Теперь я не знаю, суждено ли мне дожить хотя бы до того, чтобы закончить эти заметки Не в силах оглянуться на прошлое Весь этот месяц почти ничего не делала, только лежала на спине, а если и это не помогало, бродила по дому — скиталась по залам и лестницам в поисках уж невесть какого облегчения. Мой старый друг Опиум не столь предан мне, как прежде, но, боюсь, я слишком многого от него требую. Еще так много предстоит сделать закрыв глаза, вижу буквы и цифры — так после долгого вечера за картами мерещатся одни только карты двойки-тройки-шестерки картинки без толку и смысла хочется к морю спать примусь снова завтра утром


1. Альпы: После смерти отца не прошло и двух лет, как меня повезли за границу постоянные компаньонки моей матери — три дамы, которых я с наслаждением именовала Фуриями — за их непомерное внимание и неусыпную слежку, а также усердие, с каким они докладывали матери о малейших проявлениях наследственной слабости или распущенности. Мне тогда было одиннадцать лет. Сначала мы отправились в Швейцарию — к озеру, которое мой отец всегда называл на старинный лад Леманом: на его берегах он жил после развода, хотя тогда я этого не знала — не знала ничего, разве что он жил и умер. Сейчас я оглядываюсь и вижу, как собирала в те дни гербарий и коллекцию камней, — с детства мне нравилось узнавать новое, изучать, как устроен мир и его составные части; понимаю, что ходила почти по тем же тропам, что и отец; время как будто сжимается, и я оказываюсь там, где когда-то был он, и мы все-таки вместе.

Совсем неподалеку от того места, где жили мы с Фуриями, стоит Вилла, где лорд Б. встречался с четой Шелли после отъезда из Англии. Возможно, я даже видела ее, бродя по окрестностям, однако ни о чем не подозревала. Под этим кровом, если полагаться на утверждение миссис Шелли в ее Предисловии к роману «Франкенштейн, или Современный Прометей», каждый из трех друзей приступил к прозаической повести.

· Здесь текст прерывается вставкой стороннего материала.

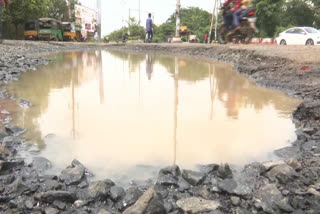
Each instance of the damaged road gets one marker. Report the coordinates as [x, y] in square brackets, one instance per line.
[291, 185]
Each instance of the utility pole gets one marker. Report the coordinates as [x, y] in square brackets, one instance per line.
[211, 26]
[139, 13]
[216, 24]
[129, 22]
[99, 8]
[214, 14]
[69, 10]
[178, 19]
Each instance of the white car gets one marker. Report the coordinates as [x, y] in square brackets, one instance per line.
[299, 36]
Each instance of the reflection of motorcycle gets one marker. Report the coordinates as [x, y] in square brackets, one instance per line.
[242, 35]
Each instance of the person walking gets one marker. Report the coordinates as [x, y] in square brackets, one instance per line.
[6, 5]
[206, 38]
[149, 28]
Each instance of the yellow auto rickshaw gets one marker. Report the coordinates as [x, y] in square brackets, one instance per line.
[71, 31]
[31, 30]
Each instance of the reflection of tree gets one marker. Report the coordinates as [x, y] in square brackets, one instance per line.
[66, 70]
[233, 90]
[134, 59]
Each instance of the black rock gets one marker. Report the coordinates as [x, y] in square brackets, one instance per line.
[72, 175]
[289, 152]
[271, 200]
[234, 187]
[51, 185]
[18, 187]
[224, 171]
[14, 130]
[10, 141]
[51, 210]
[25, 104]
[167, 180]
[51, 196]
[169, 176]
[116, 193]
[60, 205]
[183, 184]
[283, 173]
[209, 169]
[28, 204]
[193, 177]
[149, 203]
[132, 195]
[76, 163]
[100, 190]
[41, 164]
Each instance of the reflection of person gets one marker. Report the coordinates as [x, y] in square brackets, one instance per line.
[149, 28]
[6, 5]
[206, 38]
[149, 66]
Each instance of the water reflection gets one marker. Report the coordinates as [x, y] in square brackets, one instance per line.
[182, 111]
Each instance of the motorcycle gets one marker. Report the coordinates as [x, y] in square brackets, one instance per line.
[243, 34]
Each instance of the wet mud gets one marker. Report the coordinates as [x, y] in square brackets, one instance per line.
[290, 185]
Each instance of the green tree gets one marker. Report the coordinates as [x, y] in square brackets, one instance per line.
[22, 10]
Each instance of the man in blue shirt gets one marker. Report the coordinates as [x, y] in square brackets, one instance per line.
[149, 28]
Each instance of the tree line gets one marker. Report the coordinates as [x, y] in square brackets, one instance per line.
[273, 16]
[20, 11]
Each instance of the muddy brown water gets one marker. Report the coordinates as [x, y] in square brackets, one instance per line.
[125, 115]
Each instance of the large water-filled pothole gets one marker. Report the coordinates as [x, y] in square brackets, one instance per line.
[124, 115]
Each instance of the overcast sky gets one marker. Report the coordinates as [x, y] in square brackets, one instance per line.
[116, 12]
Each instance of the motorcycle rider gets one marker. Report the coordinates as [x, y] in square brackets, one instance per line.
[247, 7]
[231, 16]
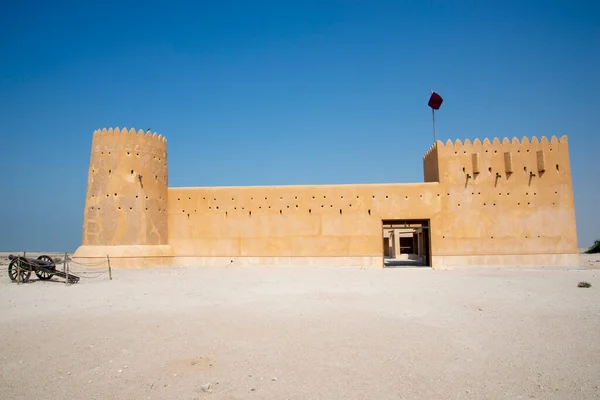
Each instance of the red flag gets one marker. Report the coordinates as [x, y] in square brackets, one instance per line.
[435, 101]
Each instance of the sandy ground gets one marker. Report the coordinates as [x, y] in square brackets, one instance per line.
[303, 333]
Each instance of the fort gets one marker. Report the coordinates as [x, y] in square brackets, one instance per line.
[490, 203]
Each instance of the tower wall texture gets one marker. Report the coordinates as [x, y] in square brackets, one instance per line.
[126, 201]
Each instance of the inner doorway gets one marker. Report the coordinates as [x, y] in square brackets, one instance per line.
[406, 243]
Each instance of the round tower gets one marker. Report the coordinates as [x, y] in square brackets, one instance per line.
[126, 200]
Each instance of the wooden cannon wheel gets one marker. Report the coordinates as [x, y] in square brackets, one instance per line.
[12, 271]
[43, 275]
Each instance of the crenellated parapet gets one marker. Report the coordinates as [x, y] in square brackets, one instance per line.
[513, 160]
[127, 201]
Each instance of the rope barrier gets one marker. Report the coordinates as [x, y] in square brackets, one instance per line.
[92, 264]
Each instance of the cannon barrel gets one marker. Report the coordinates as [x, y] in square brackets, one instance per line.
[35, 261]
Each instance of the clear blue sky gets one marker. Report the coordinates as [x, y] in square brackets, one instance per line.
[283, 92]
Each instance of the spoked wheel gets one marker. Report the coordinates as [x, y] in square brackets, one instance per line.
[13, 271]
[42, 274]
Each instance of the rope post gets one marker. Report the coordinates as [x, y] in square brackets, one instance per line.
[66, 266]
[19, 271]
[109, 269]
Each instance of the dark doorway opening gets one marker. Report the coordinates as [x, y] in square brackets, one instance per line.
[406, 243]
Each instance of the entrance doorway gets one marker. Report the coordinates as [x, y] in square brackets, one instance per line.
[406, 243]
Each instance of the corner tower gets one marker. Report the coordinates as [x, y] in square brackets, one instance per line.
[126, 200]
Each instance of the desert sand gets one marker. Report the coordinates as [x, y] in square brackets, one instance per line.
[304, 333]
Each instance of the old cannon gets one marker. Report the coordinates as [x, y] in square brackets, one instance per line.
[43, 266]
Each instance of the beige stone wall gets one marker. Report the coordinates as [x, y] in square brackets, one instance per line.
[528, 209]
[121, 208]
[475, 216]
[275, 221]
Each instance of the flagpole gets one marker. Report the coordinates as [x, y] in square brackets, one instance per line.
[433, 118]
[435, 101]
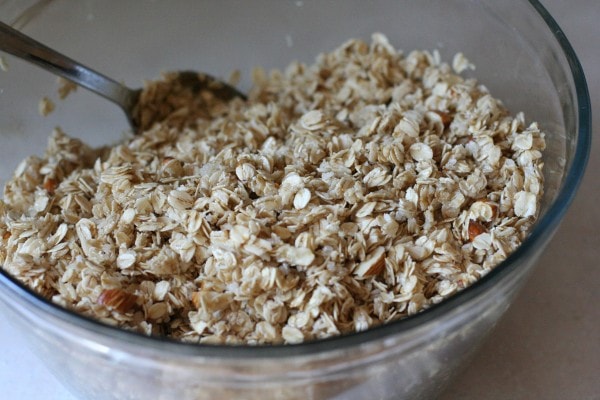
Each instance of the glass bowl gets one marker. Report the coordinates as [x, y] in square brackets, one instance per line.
[521, 55]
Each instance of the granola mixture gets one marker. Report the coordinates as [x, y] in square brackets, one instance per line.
[340, 195]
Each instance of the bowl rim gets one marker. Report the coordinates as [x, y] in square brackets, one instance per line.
[571, 181]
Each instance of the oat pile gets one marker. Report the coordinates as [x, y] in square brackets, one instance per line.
[340, 195]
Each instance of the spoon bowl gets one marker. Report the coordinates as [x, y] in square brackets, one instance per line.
[20, 45]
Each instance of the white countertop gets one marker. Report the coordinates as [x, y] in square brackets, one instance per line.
[548, 344]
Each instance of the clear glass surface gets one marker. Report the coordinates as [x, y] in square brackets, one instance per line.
[521, 56]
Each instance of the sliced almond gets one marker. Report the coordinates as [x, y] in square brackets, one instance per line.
[196, 299]
[373, 265]
[118, 299]
[50, 185]
[475, 229]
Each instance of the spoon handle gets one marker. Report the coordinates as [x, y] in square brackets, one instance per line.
[16, 43]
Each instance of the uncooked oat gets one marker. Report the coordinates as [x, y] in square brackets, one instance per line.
[341, 195]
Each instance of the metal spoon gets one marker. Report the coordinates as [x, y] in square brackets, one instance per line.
[20, 45]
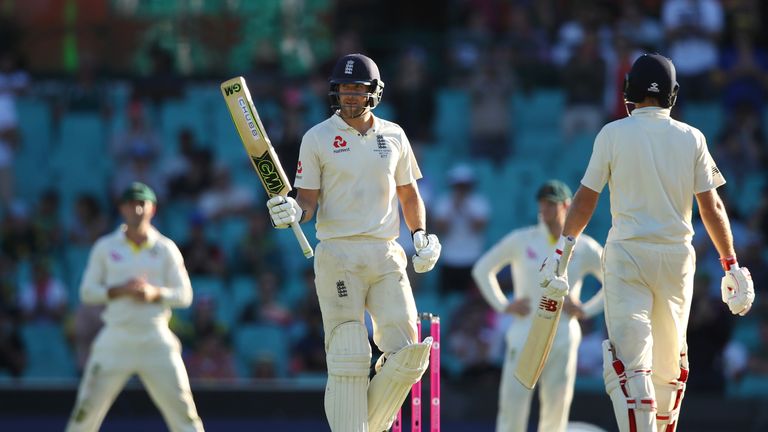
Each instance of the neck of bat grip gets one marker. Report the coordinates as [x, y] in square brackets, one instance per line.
[302, 239]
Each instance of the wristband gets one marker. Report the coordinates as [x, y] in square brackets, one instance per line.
[417, 230]
[728, 262]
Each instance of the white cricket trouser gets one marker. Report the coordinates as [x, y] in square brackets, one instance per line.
[555, 385]
[154, 354]
[355, 274]
[648, 290]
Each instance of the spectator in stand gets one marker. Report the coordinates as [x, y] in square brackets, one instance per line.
[14, 80]
[225, 198]
[86, 325]
[471, 341]
[583, 78]
[490, 89]
[461, 217]
[266, 308]
[140, 167]
[743, 73]
[13, 356]
[89, 223]
[413, 95]
[44, 297]
[258, 250]
[47, 224]
[211, 359]
[693, 29]
[203, 257]
[190, 173]
[139, 139]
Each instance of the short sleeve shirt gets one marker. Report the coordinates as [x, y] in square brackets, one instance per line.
[653, 165]
[357, 176]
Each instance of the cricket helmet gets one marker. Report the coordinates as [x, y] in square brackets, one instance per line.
[652, 75]
[356, 69]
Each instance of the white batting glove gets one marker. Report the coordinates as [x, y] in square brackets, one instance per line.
[737, 288]
[427, 251]
[554, 277]
[283, 211]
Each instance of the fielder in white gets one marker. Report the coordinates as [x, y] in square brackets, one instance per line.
[353, 169]
[654, 166]
[139, 274]
[524, 249]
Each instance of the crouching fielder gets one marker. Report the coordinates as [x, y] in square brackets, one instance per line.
[654, 166]
[354, 169]
[523, 249]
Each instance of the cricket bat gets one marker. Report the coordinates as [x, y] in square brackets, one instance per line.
[542, 333]
[259, 147]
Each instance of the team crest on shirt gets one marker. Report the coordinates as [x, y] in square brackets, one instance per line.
[339, 145]
[381, 147]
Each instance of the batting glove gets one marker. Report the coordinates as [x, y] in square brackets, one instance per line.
[427, 251]
[736, 287]
[283, 211]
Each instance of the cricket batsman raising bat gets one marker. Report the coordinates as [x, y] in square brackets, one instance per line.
[543, 326]
[259, 147]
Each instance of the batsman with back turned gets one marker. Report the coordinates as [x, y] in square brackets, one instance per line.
[654, 166]
[353, 170]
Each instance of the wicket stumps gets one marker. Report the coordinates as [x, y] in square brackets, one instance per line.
[434, 381]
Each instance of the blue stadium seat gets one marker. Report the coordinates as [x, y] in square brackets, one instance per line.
[254, 342]
[451, 126]
[541, 109]
[48, 355]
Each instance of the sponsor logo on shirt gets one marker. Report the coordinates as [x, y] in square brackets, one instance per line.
[341, 288]
[531, 254]
[381, 147]
[339, 145]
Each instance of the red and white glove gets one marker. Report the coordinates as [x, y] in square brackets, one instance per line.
[283, 211]
[736, 287]
[554, 277]
[427, 251]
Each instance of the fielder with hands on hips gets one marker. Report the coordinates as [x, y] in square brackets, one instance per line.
[522, 249]
[654, 166]
[139, 274]
[353, 169]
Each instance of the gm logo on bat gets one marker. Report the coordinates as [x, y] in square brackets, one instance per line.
[265, 166]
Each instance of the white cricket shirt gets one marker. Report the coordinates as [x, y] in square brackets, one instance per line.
[357, 176]
[524, 250]
[114, 260]
[654, 165]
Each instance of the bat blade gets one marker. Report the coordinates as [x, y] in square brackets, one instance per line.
[534, 355]
[259, 147]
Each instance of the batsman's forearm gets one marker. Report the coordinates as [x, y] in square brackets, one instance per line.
[580, 212]
[718, 226]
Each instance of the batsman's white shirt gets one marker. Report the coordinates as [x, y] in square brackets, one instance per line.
[524, 250]
[135, 339]
[357, 176]
[654, 165]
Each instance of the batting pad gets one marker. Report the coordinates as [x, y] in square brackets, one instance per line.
[349, 361]
[391, 384]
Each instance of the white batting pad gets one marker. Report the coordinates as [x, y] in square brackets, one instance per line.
[349, 361]
[391, 384]
[631, 393]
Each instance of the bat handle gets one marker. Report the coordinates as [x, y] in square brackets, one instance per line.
[302, 239]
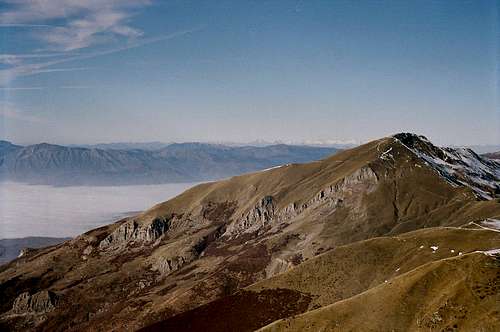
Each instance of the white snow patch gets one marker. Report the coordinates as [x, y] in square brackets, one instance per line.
[491, 223]
[492, 252]
[386, 153]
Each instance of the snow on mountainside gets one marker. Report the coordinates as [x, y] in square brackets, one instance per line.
[459, 166]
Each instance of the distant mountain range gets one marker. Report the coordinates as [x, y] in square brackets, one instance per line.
[179, 162]
[397, 234]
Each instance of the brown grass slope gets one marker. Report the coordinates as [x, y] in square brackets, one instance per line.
[222, 236]
[455, 294]
[336, 275]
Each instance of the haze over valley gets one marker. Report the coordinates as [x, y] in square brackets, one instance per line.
[267, 166]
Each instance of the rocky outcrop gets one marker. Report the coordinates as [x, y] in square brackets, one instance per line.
[175, 258]
[265, 212]
[137, 232]
[38, 303]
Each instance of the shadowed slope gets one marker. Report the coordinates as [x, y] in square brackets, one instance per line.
[219, 237]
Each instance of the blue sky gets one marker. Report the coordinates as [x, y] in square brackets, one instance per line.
[86, 71]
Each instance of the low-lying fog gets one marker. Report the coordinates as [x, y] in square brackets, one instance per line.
[34, 210]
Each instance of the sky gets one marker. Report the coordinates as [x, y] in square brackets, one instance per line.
[88, 71]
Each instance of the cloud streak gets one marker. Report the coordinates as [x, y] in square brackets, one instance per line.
[84, 22]
[8, 111]
[8, 75]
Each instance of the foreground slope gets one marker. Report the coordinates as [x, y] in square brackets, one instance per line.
[344, 272]
[455, 294]
[219, 237]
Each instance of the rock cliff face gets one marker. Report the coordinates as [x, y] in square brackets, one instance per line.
[41, 302]
[266, 211]
[132, 231]
[220, 237]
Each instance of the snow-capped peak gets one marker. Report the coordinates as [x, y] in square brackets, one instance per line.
[459, 166]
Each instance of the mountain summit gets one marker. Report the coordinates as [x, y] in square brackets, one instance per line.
[375, 219]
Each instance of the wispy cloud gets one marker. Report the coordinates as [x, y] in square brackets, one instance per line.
[14, 59]
[9, 74]
[26, 88]
[19, 25]
[84, 22]
[9, 111]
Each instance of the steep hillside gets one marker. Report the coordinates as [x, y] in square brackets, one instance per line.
[493, 155]
[219, 237]
[455, 294]
[336, 275]
[189, 162]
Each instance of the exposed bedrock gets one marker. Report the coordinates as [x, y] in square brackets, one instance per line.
[41, 302]
[265, 212]
[132, 230]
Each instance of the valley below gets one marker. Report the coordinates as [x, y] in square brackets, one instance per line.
[397, 234]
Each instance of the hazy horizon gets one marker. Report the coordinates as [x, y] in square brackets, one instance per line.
[91, 72]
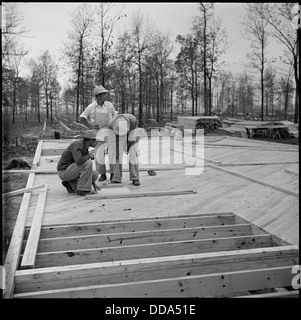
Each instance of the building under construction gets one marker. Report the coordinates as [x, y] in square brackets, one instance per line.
[232, 230]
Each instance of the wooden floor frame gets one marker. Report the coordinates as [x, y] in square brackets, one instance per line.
[212, 255]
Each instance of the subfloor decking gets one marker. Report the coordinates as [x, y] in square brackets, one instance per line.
[217, 191]
[255, 184]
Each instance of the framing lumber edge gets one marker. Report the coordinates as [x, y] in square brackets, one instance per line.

Байрон, как принято считать, свою не закончил. Не знаю, лежит ли она передо мной. Возможно, в Будущем — если эта повесть станет его достоянием (а я сделаю для этого все возможное) — найдутся новые доказательства того, что повесть та самая — начатая им и потом спрятанная. Спрятано было многое, однако сокрытое не уничтожается, тогда как доступное, случается, пропадает.

2. Владычество паши: Али-паша, подразумеваемый здесь, был убит турецким агентом в 1822 году[318]. Байрон обходит это событие молчанием, заставляя предположить, что глава была написана еще прежде того.

3. Амазонки: Легендарные амазонки, по мнению большинства историков, обитали в Скифии. Грек Эвгемер известен своим учением, согласно которому сказания о богах и божественных существах возникли просто-напросто из непомерно преувеличенных преданий о подвигах героических воинов-предводителей в давние времена. Не знаю, основано ли описание албанских обычаев на фактах или же является плодом фантазии; в путешествии по Албании (недолгом, вопреки позднейшим его утверждениям) Байрона сопровождал нынешний лорд Бротон, который до сих пор не ответил на мою просьбу сообщить относящиеся к этому путешествию подробности.

4. веселье сделалось безудержным: «Танцуйте же в безудержном веселье»[319] («Паломничество Чайльд-Гарольда»).

5. дети Адама: Та же тема развернута в драме лорда Б. «Каин», где любимая жена Каина приходится ему также и сестрой[320]. Сестру Али было бы точнее назвать единоутробной, единственная же сестра лорда Б., миссис Августа Ли, была ему единокровной. Сестре-жене в «Каине» он дал имя Ада. Августа Ада Ада Августа ада ад

6. отцветшее, изнуренное сердце: «Отцветшее не разорвется сердце» — «Лара»[321].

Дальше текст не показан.